At the expiration of a few moments, Quasimodo cast a desperate glance upon the crowd, and repeated in a voice still more heartrending: “Drink!”

And all began to laugh.


“Drink this!” cried Robin Poussepain, throwing in his face a sponge which had been soaked in the gutter. “There, you deaf villain, I'm your debtor.”

A woman hurled a stone at his head,—

“That will teach you to wake us up at night with your peal of a dammed soul.”

“He, good, my son!” howled a cripple, making an effort to reach him with his crutch, “will you cast any more spells on us from the top of the towers of Notre-Dame?”

“Here's a drinking cup!” chimed in a man, flinging a broken jug at his breast. “'Twas you that made my wife, simply because she passed near you, give birth to a child with two heads!”

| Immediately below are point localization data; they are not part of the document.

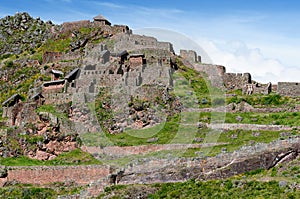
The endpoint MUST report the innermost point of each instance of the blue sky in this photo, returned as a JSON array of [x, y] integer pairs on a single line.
[[256, 36]]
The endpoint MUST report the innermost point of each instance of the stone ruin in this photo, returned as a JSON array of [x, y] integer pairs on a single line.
[[289, 89], [235, 81]]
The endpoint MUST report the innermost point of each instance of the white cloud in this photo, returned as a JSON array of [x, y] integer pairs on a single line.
[[109, 4], [236, 56]]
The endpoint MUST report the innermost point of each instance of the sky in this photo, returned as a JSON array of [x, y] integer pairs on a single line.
[[257, 36]]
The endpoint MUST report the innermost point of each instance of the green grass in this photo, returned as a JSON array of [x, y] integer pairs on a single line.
[[22, 191], [281, 118], [244, 138], [230, 188], [75, 157]]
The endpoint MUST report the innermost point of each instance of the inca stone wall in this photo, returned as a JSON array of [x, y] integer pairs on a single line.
[[42, 175], [132, 42], [289, 88], [234, 81], [190, 56]]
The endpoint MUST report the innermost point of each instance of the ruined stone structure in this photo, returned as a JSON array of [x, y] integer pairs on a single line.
[[235, 81], [51, 57], [131, 42], [102, 21], [136, 60], [68, 27], [81, 175], [289, 88], [257, 88], [190, 56]]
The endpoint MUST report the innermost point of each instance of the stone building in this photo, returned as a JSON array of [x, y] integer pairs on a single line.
[[56, 74], [257, 88], [289, 89], [56, 86], [11, 107], [234, 81], [102, 21], [38, 98], [190, 56], [51, 57], [136, 60]]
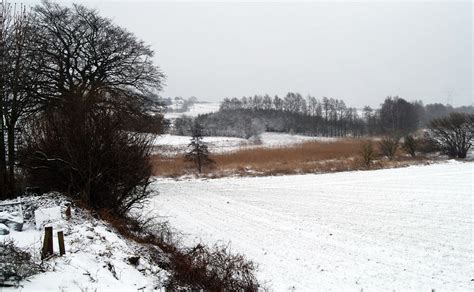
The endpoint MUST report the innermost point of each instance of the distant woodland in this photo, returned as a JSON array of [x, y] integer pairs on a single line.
[[249, 116]]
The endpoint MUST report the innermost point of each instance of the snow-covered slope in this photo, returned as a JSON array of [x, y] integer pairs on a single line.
[[97, 258], [395, 229], [196, 109]]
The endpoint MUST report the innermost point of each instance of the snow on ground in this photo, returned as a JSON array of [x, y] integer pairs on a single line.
[[195, 110], [96, 257], [394, 229], [172, 144]]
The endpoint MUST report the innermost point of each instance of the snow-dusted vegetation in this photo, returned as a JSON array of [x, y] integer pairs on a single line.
[[398, 229], [175, 145], [109, 184]]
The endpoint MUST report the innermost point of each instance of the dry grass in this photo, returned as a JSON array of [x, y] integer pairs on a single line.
[[309, 157]]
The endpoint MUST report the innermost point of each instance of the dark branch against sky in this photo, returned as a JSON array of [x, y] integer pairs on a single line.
[[357, 51]]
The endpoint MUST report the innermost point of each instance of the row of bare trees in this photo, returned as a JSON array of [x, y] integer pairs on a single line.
[[77, 93]]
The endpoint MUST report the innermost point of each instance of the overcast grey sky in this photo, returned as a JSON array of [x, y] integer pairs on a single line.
[[358, 51]]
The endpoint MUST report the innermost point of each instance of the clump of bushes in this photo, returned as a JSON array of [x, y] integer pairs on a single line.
[[85, 153], [212, 269]]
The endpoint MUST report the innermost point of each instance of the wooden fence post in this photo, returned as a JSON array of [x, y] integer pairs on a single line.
[[68, 212], [62, 251], [47, 243]]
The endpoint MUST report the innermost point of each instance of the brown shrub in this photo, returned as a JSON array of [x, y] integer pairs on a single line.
[[200, 267], [307, 157]]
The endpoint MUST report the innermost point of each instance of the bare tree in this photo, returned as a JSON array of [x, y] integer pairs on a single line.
[[80, 54], [410, 145], [198, 153], [368, 153], [453, 134], [17, 83], [96, 89], [389, 145]]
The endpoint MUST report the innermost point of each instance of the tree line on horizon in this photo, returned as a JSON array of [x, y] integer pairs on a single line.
[[249, 116]]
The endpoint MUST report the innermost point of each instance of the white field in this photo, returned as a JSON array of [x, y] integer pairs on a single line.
[[394, 229], [195, 110]]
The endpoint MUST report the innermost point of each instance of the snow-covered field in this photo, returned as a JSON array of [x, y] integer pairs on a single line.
[[172, 144], [195, 110], [394, 229]]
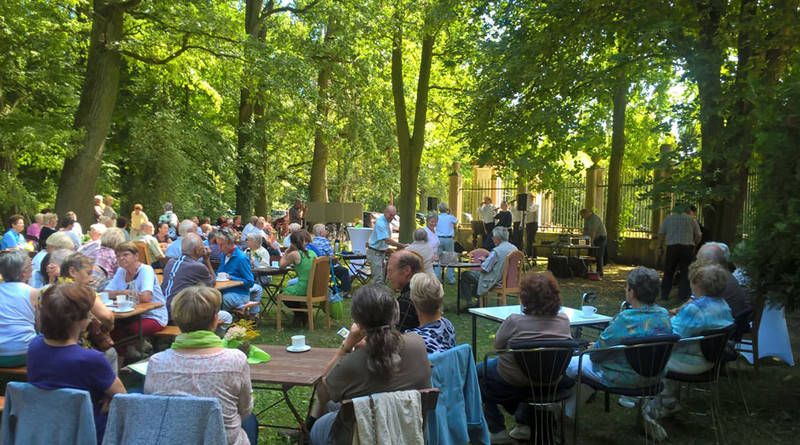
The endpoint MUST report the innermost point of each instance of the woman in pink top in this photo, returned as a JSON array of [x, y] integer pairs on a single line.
[[198, 365]]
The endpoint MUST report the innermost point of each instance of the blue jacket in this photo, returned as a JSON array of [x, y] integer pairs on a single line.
[[238, 267], [458, 415], [58, 417]]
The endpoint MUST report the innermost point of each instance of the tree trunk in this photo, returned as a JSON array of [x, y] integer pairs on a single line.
[[613, 207], [318, 186], [76, 186], [410, 146], [707, 63]]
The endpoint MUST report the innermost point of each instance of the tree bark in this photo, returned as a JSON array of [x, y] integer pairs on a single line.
[[76, 186], [318, 186], [410, 146], [620, 101]]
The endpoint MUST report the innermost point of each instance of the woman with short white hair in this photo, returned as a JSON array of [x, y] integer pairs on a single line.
[[437, 331]]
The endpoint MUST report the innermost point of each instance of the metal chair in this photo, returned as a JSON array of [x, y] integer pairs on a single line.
[[544, 362], [712, 345], [647, 356]]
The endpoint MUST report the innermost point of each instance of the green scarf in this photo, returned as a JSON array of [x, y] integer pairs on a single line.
[[197, 340]]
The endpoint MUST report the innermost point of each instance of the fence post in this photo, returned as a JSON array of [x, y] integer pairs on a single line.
[[454, 192], [594, 187]]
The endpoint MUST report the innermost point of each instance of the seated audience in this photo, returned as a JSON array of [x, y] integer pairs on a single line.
[[36, 227], [301, 258], [198, 365], [437, 331], [50, 221], [146, 236], [644, 319], [421, 246], [96, 230], [707, 311], [323, 245], [401, 267], [236, 264], [13, 238], [138, 280], [105, 256], [54, 242], [503, 381], [374, 358], [56, 361], [17, 308], [476, 283]]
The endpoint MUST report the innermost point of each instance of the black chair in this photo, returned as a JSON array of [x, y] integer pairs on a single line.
[[544, 363], [647, 356], [712, 345]]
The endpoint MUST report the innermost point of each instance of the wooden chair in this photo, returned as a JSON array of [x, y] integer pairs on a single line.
[[317, 292], [477, 256], [429, 398], [512, 274]]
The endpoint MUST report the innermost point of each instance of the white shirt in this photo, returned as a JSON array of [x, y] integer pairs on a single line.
[[444, 228], [487, 211]]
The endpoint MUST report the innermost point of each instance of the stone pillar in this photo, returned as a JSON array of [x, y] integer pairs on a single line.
[[454, 192], [595, 176]]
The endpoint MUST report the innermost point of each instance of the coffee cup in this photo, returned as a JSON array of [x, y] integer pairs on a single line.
[[298, 341]]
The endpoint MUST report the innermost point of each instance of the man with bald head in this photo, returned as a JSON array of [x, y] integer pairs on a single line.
[[379, 243], [186, 226], [191, 268], [402, 266], [735, 295]]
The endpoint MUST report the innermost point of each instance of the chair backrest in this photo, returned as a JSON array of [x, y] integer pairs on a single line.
[[648, 356], [742, 320], [144, 253], [319, 277], [512, 270], [714, 342], [140, 418], [478, 255], [38, 416], [543, 361], [428, 401]]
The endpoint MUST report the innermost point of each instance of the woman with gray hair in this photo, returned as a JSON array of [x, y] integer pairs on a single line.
[[421, 246], [437, 331], [17, 308]]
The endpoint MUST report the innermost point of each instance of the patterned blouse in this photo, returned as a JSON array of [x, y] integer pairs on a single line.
[[439, 335], [644, 321]]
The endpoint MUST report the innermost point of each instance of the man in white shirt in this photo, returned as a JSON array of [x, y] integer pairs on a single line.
[[445, 231]]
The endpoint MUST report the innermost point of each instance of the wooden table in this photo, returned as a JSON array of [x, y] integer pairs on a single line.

“And my cat bring forth a kitten with six paws!” yelped an old crone, launching a brick at him.

“Drink!” repeated Quasimodo panting, and for the third time.

At that moment he beheld the crowd give way. A young girl, fantastically dressed, emerged from the throng. She was accompanied by a little white goat with gilded horns, and carried a tambourine in her hand.

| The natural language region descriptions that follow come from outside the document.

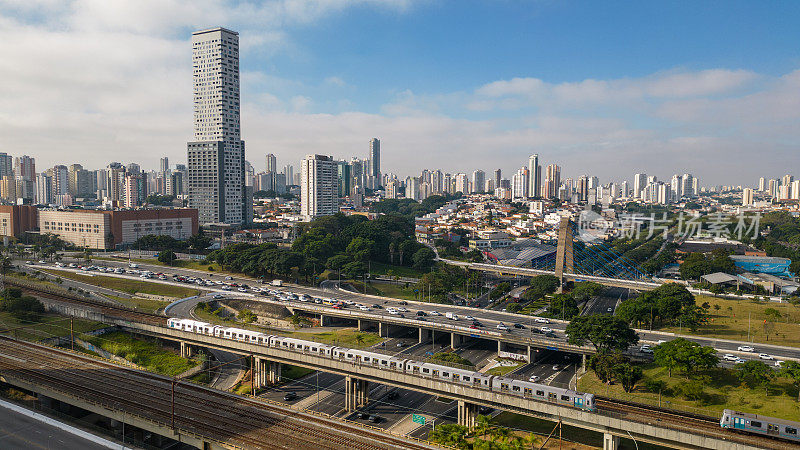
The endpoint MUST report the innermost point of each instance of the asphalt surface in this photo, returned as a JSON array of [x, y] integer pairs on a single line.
[[489, 319], [18, 431]]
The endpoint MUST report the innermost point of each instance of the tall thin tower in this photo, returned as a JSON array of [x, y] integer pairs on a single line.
[[216, 156]]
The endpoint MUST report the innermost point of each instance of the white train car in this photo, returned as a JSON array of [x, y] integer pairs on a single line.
[[756, 424], [288, 343]]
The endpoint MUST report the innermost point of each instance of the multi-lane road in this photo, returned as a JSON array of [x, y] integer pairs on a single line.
[[489, 319]]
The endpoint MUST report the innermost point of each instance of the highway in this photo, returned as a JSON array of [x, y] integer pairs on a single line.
[[488, 319]]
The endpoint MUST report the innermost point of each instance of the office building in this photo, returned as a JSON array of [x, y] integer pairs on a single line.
[[25, 167], [639, 183], [552, 181], [319, 187], [478, 181], [102, 229], [216, 156], [374, 171], [747, 197]]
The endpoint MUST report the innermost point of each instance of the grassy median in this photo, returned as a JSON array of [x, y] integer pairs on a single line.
[[768, 322], [712, 392]]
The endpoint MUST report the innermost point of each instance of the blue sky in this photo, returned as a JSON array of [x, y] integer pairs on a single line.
[[601, 88]]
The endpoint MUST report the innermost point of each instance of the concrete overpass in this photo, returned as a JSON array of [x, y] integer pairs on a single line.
[[612, 423]]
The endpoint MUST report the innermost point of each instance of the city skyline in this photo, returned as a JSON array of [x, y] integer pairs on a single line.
[[494, 118]]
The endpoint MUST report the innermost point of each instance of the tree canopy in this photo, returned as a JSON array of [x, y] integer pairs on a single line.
[[604, 332]]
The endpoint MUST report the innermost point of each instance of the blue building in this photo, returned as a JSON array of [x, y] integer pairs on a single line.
[[763, 264]]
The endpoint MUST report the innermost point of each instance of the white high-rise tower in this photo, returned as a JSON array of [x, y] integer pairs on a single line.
[[216, 157]]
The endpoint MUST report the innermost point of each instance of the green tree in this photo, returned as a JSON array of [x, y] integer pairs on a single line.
[[683, 354], [167, 257], [755, 373], [541, 285], [423, 258], [604, 332], [627, 375], [563, 306]]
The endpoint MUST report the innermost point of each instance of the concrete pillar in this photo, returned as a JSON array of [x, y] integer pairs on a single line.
[[362, 392], [186, 350], [610, 442], [466, 414], [349, 394]]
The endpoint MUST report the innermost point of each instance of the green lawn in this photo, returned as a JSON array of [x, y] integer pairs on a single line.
[[48, 325], [734, 317], [126, 285], [395, 290], [379, 268], [502, 370], [721, 389], [143, 352], [141, 304]]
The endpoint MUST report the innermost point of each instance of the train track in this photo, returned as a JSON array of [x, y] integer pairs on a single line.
[[220, 416], [686, 422], [114, 311]]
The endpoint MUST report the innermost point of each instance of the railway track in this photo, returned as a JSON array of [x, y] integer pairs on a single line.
[[687, 422], [200, 411]]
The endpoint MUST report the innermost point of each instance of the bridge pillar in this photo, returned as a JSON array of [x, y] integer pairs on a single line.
[[424, 335], [356, 393], [466, 414], [610, 442], [456, 340], [186, 350], [274, 372]]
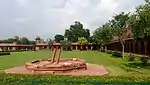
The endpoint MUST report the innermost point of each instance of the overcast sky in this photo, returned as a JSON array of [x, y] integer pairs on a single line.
[[45, 18]]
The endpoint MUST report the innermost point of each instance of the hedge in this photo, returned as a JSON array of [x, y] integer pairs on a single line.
[[116, 54], [18, 79], [4, 53]]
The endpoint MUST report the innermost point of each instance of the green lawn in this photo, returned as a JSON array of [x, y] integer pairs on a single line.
[[112, 64]]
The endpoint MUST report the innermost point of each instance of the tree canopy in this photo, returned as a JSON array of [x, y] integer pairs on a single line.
[[58, 38], [75, 31], [82, 41]]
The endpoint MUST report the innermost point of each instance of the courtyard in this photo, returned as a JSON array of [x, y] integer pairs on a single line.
[[115, 66]]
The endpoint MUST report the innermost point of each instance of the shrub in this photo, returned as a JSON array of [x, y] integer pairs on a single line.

Quasimodo's eyes sparkled. It was the gypsy whom he had attempted to carry off on the preceding night, a misdeed for which he was dimly conscious that he was being punished at that very moment; which was not in the least the case, since he was being chastised only for the misfortune of being deaf, and of having been judged by a deaf man. He doubted not that she had come to wreak her vengeance also, and to deal her blow like the rest.

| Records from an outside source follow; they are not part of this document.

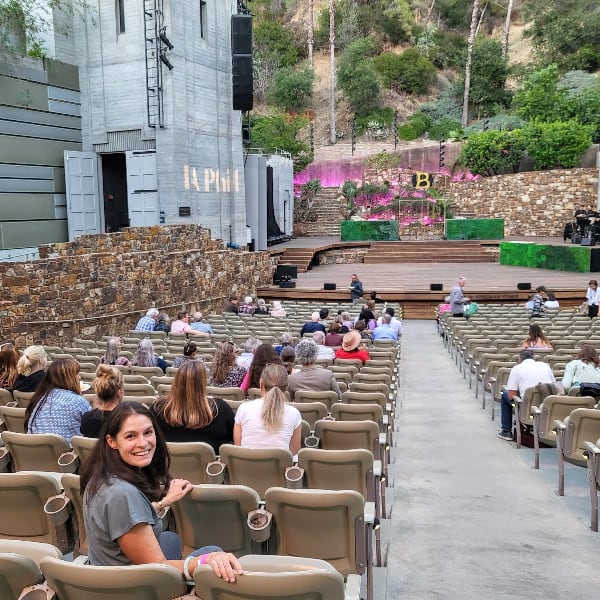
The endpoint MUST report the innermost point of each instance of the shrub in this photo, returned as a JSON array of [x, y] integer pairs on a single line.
[[292, 90]]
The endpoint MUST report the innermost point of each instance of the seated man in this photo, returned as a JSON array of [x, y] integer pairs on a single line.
[[527, 373], [312, 377]]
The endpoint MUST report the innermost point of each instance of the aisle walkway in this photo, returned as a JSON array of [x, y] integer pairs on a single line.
[[471, 519]]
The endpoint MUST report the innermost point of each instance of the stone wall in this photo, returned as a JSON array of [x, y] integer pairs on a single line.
[[101, 284], [532, 204]]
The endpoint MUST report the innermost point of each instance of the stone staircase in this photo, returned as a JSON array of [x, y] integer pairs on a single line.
[[434, 252]]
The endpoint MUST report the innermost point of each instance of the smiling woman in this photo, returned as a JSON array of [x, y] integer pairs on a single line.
[[125, 484]]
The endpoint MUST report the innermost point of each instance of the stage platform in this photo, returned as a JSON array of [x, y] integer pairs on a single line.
[[409, 284]]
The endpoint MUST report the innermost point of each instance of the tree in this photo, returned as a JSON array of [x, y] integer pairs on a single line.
[[470, 45]]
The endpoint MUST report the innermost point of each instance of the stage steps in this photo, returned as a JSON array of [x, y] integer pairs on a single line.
[[431, 252]]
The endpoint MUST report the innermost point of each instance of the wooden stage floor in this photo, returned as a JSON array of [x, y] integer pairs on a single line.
[[409, 283]]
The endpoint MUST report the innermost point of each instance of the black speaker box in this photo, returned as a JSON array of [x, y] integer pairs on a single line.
[[243, 85]]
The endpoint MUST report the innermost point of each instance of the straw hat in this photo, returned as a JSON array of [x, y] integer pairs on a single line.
[[351, 341]]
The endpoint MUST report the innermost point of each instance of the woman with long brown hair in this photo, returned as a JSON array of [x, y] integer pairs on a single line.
[[269, 421], [57, 405], [225, 371], [9, 357], [186, 414]]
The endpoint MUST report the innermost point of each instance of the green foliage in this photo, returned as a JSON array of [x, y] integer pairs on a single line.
[[278, 132], [273, 39], [492, 152], [556, 145], [540, 97], [292, 90]]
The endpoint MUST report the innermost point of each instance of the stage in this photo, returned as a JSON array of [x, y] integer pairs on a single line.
[[409, 283]]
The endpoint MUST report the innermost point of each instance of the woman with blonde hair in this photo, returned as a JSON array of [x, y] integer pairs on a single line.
[[9, 357], [187, 414], [109, 389], [31, 368], [57, 405], [269, 421], [112, 354]]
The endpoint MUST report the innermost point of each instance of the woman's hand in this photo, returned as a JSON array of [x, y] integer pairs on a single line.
[[225, 565], [177, 490]]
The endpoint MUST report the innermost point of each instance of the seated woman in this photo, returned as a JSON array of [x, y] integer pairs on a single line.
[[31, 367], [56, 405], [112, 354], [186, 414], [351, 347], [146, 357], [109, 387], [9, 357], [225, 371], [535, 338], [585, 368], [265, 354], [269, 422], [124, 485]]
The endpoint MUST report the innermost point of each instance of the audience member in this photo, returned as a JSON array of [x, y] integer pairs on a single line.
[[286, 340], [9, 357], [148, 322], [278, 310], [535, 338], [109, 389], [313, 325], [187, 414], [334, 337], [112, 353], [247, 356], [458, 298], [146, 357], [593, 298], [163, 323], [385, 331], [232, 305], [312, 377], [265, 354], [269, 422], [527, 373], [351, 347], [31, 367], [124, 485], [225, 371], [325, 352], [57, 405], [584, 369], [189, 354], [199, 324], [182, 325]]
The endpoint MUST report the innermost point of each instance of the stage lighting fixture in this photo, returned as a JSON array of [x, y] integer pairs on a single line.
[[166, 62]]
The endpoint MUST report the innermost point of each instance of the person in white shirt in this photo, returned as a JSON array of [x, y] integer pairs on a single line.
[[527, 373], [593, 297]]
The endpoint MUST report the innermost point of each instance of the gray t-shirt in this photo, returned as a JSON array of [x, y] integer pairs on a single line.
[[111, 512]]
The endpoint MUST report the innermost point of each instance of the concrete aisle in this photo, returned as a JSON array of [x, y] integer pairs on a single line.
[[470, 518]]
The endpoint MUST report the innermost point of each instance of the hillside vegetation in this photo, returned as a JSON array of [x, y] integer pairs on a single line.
[[401, 71]]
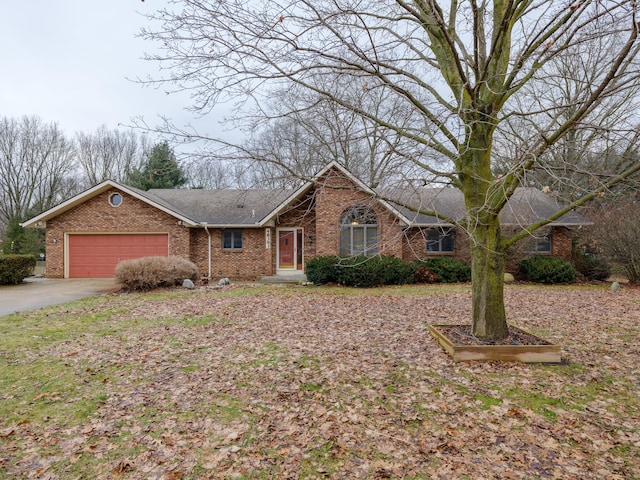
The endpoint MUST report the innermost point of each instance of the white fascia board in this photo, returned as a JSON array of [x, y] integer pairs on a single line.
[[351, 177], [94, 191]]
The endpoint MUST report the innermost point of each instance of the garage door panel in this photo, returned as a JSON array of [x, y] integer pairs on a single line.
[[96, 255]]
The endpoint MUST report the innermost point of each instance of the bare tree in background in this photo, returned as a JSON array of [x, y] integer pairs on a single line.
[[599, 146], [303, 131], [463, 69], [109, 154], [37, 167]]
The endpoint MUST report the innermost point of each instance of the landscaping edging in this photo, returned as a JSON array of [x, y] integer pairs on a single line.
[[542, 352]]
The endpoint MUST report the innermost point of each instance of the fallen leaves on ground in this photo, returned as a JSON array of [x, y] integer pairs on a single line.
[[314, 383]]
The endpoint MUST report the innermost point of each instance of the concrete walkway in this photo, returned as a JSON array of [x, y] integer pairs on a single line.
[[43, 292]]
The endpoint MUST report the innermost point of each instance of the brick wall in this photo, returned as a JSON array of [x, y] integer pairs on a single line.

He beheld her, in fact, mount the ladder rapidly. Wrath and spite suffocate him. He would have liked to make the pillory crumble into ruins, and if the lightning of his eye could have dealt death, the gypsy would have been reduced to powder before she reached the platform.

She approached, without uttering a syllable, the victim who writhed in a vain effort to escape her, and detaching a gourd from her girdle, she raised it gently to the parched lips of the miserable man.

Then, from that eye which had been, up to that moment, so dry and burning, a big tear was seen to fall, and roll slowly down that deformed visage so long contracted with despair. It was the first, in all probability, that the unfortunate man had ever shed.

Meanwhile, he had forgotten to drink. The gypsy made her little pout, from impatience, and pressed the spout to the tusked month of Quasimodo, with a smile.

He drank with deep draughts. His thirst was burning.

When he had finished, the wretch protruded his black lips, no doubt, with the object of kissing the beautiful hand which had just succoured him. But the young girl, who was, perhaps, somewhat distrustful, and who remembered the violent attempt of the night, withdrew her hand with the frightened gesture of a child who is afraid of being bitten by a beast.

Then the poor deaf man fixed on her a look full of reproach and inexpressible sadness.

It would have been a touching spectacle anywhere,—this beautiful, fresh, pure, and charming girl, who was at the same time so weak, thus hastening to the relief of so much misery, deformity, and malevolence. On the pillory, the spectacle was sublime.

The very populace were captivated by it, and began to clap their hands, crying,—

“Noel! Noel!”

It was at that moment that the recluse caught sight, from the window of her bole, of the gypsy on the pillory, and hurled at her her sinister imprecation,—

“Accursed be thou, daughter of Egypt! Accursed! accursed!”